I caught my laughter when I noticed his educated aura; that veil of disguise we think fools everyone.      

“It’s about the history, the lost history — the West in particular and how the government accrues the investment of the rancher, and the universe. If you read my books you’ll see….”

I was petting the dog, a friendly furry mixed breed, and Howard was now blending Rudy in his claw, with this rockabilly wisdom that I didn’t understand.

“How far are you going today Howard?” Rudy asked.

“I do about 10 or 12 miles a day. Whenever I feel like stopping, I just pull over. You been down to the Dunes yet?”

“Where’s that?” Rudy was keenly addressing the wagon, it’s wheels, and accessories, but only I knew that.

“Down the road. Now, those kids have money. They ride dune buggies that sell for anywhere from $5,000 to $75,000! They took me on a ride.”

 “Wow! Hey do you have any power source?”

 “Sure do. See this — jets up the whole works, laptop,

lights, even my stove.  Let me show you.”

I tinkered with the bell around the donkey, I came to find out was named Blue Pegasus, and watched Howard lead Rudy to the watering hold.

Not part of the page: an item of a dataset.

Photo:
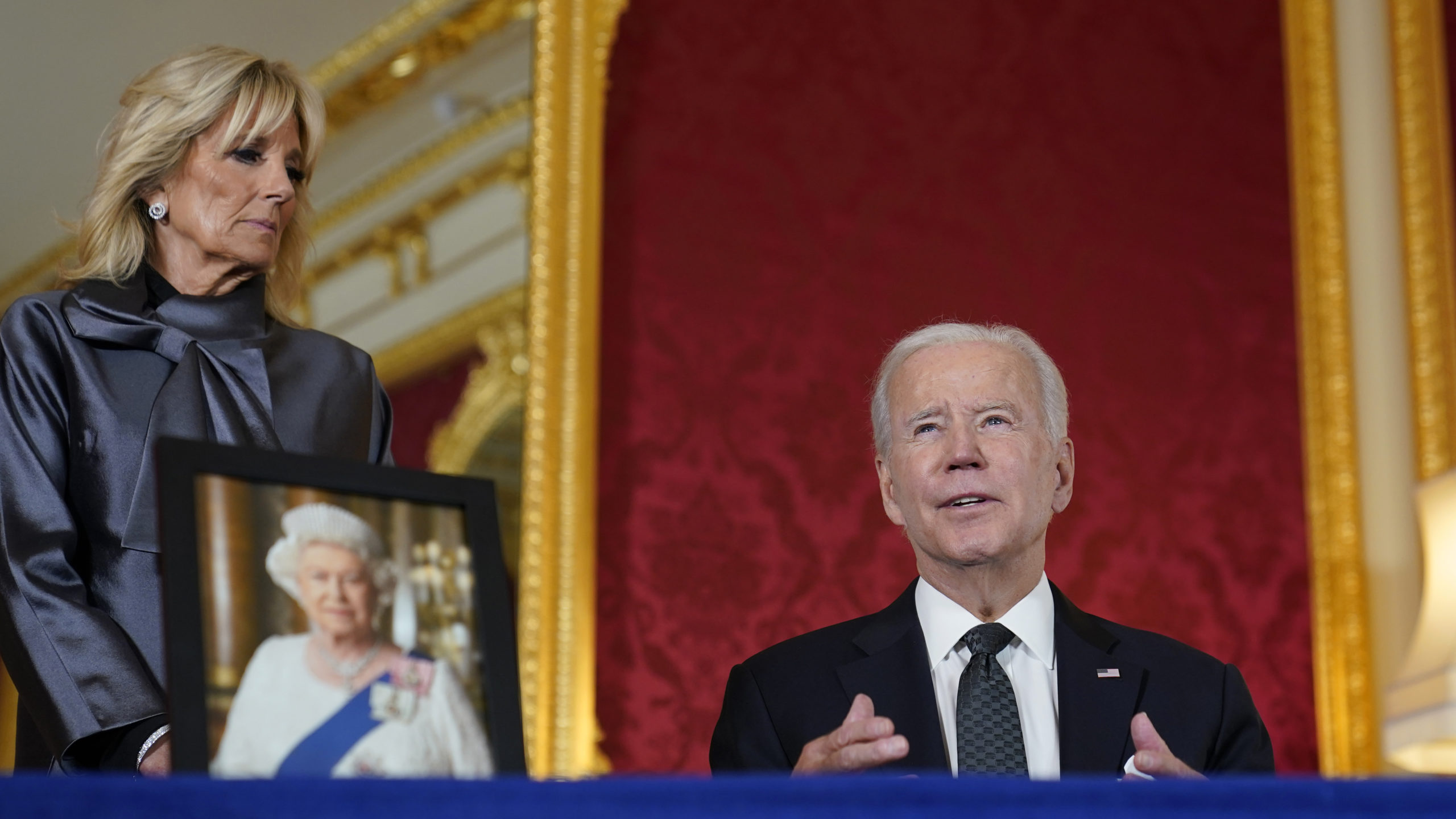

" … and the government rules consciousness … by defining the distinct differentiation of the classes…”

I was about to interrupt when another car passed by, and Howard was distracted by the prospect of a purchase.

“Howard, you’re the coolest! I love what your doing, man. I wish I could do it.” Rudy shook his hand.

“Everyone has a book.”

We drove past the sand dunes, and all that bleached rolling sand smooth as pressed sheets, jolted my mind like a wrench.